Ahoy Corsairs, shortly before spring, a number of organizations came together to host the When Love Hurts event. Having arrived early with one of the speakers, I got to see first-hand all the work and organization that goes into these events. A lot of energy goes into each event and it is always great to see a large turnout. So as always, thank you to those who came, and for those who could not, here’s the recap:
Hosted in the Woodland Commons, off the main hall, you walk into a spacious room where a projector displayed a simple PowerPoint colored in hues of red and pink. A panel of staff and officials were seated just below. The audience was made up of chairs, each covered by a packet of follow-along notes and even an emotion wheel. Additionally the chairs held a lip balm, index card and interactive pamphlet about dating violence that held links and phone numbers for further assistance. The first item addressed by the moderator was the index card, put there as a means of discreetly submitting any question you might have at the end of the panel
The moderator who would introduce each one of the speakers by name and title, before surrendering the stand to the first speaker. Ltn. John Sousa, an eighteen year veteran of the campus police force gave a legal definition of abuse as well as a bit about police procedures in such cases that it is reported.

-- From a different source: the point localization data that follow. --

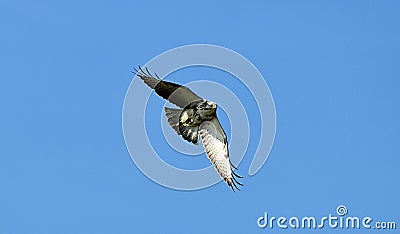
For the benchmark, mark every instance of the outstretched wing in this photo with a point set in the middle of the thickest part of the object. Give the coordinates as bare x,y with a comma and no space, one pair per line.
216,147
174,93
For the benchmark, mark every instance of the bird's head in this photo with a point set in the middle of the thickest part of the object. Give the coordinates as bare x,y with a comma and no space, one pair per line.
208,108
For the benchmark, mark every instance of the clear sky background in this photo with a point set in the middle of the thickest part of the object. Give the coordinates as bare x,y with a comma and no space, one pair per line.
332,67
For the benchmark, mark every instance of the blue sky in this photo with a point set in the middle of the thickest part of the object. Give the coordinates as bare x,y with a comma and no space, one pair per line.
332,68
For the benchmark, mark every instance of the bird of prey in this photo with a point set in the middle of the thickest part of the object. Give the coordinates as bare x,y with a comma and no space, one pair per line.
195,117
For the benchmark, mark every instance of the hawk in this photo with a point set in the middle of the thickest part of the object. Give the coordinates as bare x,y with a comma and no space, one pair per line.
195,117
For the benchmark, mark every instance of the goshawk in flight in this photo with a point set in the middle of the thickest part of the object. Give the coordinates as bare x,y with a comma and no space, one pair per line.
195,117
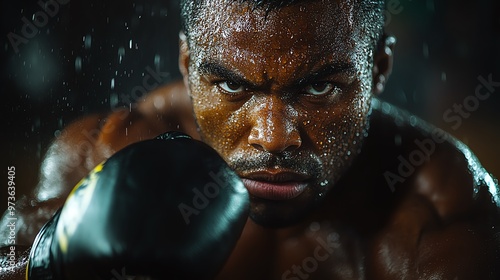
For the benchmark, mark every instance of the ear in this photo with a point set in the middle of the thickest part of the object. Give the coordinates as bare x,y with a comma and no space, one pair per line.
382,63
184,58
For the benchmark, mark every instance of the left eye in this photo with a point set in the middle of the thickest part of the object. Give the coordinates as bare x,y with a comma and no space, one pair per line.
231,87
321,88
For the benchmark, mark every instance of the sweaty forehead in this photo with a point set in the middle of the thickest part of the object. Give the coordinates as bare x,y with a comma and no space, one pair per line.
314,30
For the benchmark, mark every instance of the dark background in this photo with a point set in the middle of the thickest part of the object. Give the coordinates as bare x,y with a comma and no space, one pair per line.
92,52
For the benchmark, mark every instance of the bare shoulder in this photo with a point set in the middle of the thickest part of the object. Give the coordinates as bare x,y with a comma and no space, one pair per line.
435,165
444,219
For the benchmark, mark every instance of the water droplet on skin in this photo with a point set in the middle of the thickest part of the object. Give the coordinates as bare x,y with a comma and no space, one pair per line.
87,41
413,121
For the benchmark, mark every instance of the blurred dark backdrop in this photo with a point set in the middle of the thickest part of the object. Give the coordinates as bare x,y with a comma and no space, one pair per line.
87,54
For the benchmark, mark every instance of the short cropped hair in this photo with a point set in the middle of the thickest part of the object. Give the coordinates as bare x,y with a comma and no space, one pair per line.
370,12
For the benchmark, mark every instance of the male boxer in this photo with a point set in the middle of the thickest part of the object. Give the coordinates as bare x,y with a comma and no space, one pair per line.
342,186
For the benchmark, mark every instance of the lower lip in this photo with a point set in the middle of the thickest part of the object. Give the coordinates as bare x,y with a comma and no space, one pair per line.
274,191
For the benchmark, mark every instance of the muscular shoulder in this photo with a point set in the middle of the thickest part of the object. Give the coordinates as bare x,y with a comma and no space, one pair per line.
433,165
443,217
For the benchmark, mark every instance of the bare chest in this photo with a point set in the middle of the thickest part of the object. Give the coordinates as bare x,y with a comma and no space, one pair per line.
318,254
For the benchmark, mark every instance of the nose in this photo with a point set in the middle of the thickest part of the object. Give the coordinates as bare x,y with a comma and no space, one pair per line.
274,127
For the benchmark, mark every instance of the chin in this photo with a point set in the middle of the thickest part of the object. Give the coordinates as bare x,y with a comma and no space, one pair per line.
283,213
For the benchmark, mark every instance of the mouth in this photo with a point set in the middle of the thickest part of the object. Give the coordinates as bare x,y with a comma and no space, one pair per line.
275,185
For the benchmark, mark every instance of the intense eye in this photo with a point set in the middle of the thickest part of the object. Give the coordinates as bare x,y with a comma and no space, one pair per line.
231,87
320,88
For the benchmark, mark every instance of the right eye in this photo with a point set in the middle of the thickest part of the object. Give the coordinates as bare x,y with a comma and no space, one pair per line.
230,87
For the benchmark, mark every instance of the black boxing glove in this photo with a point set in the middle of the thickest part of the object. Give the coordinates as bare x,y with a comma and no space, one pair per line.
168,208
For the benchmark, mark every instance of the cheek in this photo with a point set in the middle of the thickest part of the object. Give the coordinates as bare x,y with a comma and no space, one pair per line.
337,133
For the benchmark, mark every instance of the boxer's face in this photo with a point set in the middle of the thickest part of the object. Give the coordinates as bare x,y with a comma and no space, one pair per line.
283,98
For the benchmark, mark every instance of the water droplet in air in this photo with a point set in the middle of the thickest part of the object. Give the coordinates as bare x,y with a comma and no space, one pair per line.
78,64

Next up was Rebecca Arruda, a staff member at the local women’s center and part of the outreach program. She addressed the cycle of violence and another definition of an abusive relationship. She was then followed by Johonna Hobin, the Coordinator of Residential Community Standards on campus, covered protective and possessive natures. A powerful video was played to provide a visual and graphic display of relationship violence.
Resident director and PhD student, Latoya Peterson, spoke next about loyalty and the difference between cooperative relationships and coercive, ending with a small joke about online dating and the oddities that sometimes ensue with it. Playing onto that same joke with a sly introduction was on-campus counselor Dr. Chris Frazer, who provided an important definition, that of a healthy relationship. Being a counselor he was able to give genuine advice as well as the fundamentals to creating a healthy relationship by asking us to picture an ideal relationship than ask where the ideology comes from. He went on to also offer other bits of great advice no one should be without such as how to actively listen by repeating back in your own words what your partner has said, or in the case of withholding a topic of discussion for a later time to say “Later at …” not just “Later”. He commented on the prior topics as well with a simple analogy that trust does not equal to knowing.

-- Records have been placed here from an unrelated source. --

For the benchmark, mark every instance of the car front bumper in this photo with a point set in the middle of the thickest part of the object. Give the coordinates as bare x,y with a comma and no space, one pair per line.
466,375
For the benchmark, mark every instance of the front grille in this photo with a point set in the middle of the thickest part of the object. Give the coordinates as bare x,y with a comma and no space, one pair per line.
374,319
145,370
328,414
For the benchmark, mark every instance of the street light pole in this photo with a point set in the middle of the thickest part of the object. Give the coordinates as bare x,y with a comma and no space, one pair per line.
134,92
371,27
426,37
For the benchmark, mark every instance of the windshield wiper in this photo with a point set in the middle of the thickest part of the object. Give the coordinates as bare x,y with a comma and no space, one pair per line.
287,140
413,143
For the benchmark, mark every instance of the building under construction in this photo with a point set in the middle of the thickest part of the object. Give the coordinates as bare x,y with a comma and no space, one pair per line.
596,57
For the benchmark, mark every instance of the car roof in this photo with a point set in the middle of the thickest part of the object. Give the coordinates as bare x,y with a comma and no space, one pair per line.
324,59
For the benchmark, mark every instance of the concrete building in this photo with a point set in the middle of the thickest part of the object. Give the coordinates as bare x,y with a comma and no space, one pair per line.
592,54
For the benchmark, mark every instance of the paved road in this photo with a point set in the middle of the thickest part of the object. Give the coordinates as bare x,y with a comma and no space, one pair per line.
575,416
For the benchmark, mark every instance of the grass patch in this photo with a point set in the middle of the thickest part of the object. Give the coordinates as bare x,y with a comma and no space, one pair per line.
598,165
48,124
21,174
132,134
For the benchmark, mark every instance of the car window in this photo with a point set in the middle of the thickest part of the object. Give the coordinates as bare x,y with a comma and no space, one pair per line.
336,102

After Dr. Frazer was our own Dr. Juli Parker who covered bystander intervention and how to help someone else who is in an abusive relationship by recognizing the signs and responding by listening, validating, and assuring the victim is in no way to blame. Offering tactics like “direct,” “distract,” and “delegate” Juli kept it short and to the point before passing the floor to Ashley Bendiksen, who told her own story of abuse. She stated that anyone can become a victim of abuse. Her story was impactful and showed all the signs spoken of by the other panelists.
When the last speaker ended, the floor was opened to questions, receiving any writing on the index card allowing the audience to speak individually to any of the speakers.
This was actually one of the better events I had attended as far as educational value, the high point being Dr. Fraser’s examples on relationship communication as they are applicable to most situations.
Many of the panelists worked off one another, tying it all together quite well rather than just waiting to state their own portion disjointedly. The low point was the center portion where the moderator took the stand as it was rather long and difficult to pay attention to due to a lack of disparity and fluctuation in tone. Overall it was a highly educational event with many good and even powerful points made.